Women and daughter caregivers - changing roles from a changing time?
I've been thinking a lot about the posts here and the frequent expectation that women, single or married, might compromise their careers to provide caregiving for elderly parents.
1. I've also been thinking how much women's roles have changed since WWII, and again in the late 70's and more so now that women have so many more opportunities. I wonder if during the Great Depression anyone would have anticipated that we might have a woman president or that women would be generals in the armed services.
We're caring for people who were raised during the Great Depression, WWII, and eras before women had the career potentials they have now. In some cases, women didn't anticipate marrying, moving away, moving abroad, or leaving their childhood areas.
I've been wondering how much these social changes have
(a) contributed, or enabled, the emotional conflict we women feel when our elders expect us to compromise our careers for caregiving;
(b) these changes could be viewed as enabling women to leverage their potential now to use new resources available to continue careers as well as caregive; and
(c) how men feel about these changes (broad question, yes).

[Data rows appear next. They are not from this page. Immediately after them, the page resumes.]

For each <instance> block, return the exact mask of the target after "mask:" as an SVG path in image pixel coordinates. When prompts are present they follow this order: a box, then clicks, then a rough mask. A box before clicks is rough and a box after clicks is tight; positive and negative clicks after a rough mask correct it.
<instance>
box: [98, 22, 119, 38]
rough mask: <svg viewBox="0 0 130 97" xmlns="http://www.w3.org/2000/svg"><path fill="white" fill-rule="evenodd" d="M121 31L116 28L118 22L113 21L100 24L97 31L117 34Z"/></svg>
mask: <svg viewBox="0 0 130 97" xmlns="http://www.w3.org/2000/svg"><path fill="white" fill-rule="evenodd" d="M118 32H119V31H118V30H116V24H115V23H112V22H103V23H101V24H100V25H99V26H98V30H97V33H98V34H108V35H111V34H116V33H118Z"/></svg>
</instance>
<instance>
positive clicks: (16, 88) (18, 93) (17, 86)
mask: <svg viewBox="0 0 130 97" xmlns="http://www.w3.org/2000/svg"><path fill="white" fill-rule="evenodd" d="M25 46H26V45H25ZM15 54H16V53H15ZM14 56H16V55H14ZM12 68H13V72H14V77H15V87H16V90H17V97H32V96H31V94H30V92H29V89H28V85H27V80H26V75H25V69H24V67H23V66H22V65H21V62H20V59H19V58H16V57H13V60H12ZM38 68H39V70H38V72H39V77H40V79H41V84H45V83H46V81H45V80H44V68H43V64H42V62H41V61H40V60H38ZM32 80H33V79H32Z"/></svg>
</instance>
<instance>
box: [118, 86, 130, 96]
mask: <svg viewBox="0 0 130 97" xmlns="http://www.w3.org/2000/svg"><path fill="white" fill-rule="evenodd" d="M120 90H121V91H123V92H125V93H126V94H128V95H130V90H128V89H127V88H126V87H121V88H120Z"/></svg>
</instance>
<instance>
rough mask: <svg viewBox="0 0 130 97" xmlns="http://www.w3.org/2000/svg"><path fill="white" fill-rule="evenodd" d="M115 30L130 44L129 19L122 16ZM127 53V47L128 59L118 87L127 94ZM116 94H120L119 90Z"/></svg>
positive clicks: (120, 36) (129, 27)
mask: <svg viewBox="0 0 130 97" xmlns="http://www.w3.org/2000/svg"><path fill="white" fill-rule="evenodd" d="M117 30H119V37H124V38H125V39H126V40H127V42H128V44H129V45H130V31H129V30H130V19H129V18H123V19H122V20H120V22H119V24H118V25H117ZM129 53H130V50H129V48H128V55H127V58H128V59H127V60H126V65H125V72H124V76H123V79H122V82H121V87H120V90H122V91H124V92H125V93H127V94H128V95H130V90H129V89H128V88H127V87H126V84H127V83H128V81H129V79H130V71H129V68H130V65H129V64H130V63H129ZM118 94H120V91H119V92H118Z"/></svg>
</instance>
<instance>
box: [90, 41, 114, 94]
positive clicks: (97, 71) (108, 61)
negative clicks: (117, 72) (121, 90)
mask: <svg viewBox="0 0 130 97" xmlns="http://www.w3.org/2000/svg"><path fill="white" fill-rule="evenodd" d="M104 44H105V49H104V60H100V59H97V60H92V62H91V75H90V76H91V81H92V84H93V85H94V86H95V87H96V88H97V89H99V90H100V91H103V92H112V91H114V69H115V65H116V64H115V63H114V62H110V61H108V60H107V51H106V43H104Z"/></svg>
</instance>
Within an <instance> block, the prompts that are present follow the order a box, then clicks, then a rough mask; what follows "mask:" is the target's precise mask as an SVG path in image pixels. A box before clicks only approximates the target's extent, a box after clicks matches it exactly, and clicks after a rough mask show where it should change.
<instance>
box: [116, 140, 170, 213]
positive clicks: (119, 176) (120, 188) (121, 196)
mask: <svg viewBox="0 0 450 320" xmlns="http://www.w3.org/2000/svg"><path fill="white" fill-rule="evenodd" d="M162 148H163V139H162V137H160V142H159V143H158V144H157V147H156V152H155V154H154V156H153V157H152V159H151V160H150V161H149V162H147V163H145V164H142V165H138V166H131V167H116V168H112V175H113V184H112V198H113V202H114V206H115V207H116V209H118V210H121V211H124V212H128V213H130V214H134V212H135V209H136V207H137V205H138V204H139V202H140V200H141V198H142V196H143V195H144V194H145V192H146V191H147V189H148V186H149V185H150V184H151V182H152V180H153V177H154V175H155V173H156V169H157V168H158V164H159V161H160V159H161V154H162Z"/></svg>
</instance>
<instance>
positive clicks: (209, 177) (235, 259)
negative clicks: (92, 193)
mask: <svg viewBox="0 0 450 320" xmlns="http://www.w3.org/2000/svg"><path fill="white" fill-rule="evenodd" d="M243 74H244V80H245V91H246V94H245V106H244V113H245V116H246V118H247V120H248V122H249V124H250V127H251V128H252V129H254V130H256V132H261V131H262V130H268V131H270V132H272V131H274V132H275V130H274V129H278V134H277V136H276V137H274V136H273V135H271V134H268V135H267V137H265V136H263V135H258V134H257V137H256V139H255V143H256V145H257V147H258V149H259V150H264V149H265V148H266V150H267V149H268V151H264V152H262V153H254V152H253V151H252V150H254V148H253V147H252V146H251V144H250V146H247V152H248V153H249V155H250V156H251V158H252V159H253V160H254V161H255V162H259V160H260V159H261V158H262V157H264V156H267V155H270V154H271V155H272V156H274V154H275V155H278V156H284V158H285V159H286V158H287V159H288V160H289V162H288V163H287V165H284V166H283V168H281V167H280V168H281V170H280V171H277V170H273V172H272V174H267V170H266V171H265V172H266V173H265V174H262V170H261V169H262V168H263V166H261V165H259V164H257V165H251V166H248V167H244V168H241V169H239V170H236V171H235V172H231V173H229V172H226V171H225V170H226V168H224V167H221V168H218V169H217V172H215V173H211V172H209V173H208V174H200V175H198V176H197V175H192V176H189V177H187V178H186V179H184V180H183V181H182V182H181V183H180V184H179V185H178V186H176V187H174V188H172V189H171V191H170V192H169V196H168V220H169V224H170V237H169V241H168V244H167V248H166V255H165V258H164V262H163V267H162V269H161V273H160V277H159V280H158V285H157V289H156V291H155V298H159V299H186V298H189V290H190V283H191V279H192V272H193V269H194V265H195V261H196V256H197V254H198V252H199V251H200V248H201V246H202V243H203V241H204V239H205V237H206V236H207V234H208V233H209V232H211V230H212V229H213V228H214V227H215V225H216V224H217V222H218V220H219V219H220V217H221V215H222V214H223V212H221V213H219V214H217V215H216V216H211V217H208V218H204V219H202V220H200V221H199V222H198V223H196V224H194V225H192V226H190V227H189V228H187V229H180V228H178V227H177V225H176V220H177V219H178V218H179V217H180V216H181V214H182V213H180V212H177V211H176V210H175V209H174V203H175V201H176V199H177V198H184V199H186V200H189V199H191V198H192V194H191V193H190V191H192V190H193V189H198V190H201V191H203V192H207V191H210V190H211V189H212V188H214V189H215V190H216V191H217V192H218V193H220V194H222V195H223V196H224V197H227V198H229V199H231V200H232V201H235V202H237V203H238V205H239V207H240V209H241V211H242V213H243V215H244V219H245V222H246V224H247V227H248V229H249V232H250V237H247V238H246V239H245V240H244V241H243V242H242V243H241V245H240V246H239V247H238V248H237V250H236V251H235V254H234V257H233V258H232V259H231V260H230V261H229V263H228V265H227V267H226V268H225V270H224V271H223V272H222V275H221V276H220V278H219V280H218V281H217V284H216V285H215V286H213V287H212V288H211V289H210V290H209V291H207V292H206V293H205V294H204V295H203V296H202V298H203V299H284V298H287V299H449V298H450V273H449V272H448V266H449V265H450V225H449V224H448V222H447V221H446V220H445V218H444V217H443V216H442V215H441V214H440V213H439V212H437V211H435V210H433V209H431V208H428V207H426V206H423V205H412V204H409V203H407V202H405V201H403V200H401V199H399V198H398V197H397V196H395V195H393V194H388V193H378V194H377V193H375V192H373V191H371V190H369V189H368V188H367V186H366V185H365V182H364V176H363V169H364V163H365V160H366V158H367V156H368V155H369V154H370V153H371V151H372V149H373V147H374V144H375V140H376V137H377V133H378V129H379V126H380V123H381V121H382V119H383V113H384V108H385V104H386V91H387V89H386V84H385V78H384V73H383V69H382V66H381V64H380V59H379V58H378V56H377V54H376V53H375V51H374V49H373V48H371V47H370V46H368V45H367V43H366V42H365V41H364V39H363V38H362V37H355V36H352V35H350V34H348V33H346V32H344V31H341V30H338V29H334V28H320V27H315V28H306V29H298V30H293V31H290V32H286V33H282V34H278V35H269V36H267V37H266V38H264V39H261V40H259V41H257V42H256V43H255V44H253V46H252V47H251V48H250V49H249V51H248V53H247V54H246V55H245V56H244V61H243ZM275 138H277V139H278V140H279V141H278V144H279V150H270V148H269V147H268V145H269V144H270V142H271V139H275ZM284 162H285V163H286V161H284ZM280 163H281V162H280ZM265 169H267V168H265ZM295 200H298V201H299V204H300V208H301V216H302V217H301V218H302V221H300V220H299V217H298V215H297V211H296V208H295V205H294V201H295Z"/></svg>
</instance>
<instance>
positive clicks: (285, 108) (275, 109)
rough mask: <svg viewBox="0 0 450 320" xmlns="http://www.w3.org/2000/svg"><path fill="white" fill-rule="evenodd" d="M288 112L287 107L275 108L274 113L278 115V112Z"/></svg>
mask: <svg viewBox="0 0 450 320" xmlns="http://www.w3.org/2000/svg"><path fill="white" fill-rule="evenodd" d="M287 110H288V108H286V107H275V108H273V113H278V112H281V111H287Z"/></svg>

2. On a related subject, I recall reading an interesting novel on Asian traditions which also addressed women being selected by their spouses with the intention that the wives would eventually have to care for the husband's elderly parents. How different that must be to the view we Western women have! And I'm wondering also how this will change now that Asian countries are becoming economic powerhouses and women are flocking to workplaces.
Thoughts, anyone? And for the record, I am totally in support of everyone having more career opportunities - but I don't think the social support network has caught up.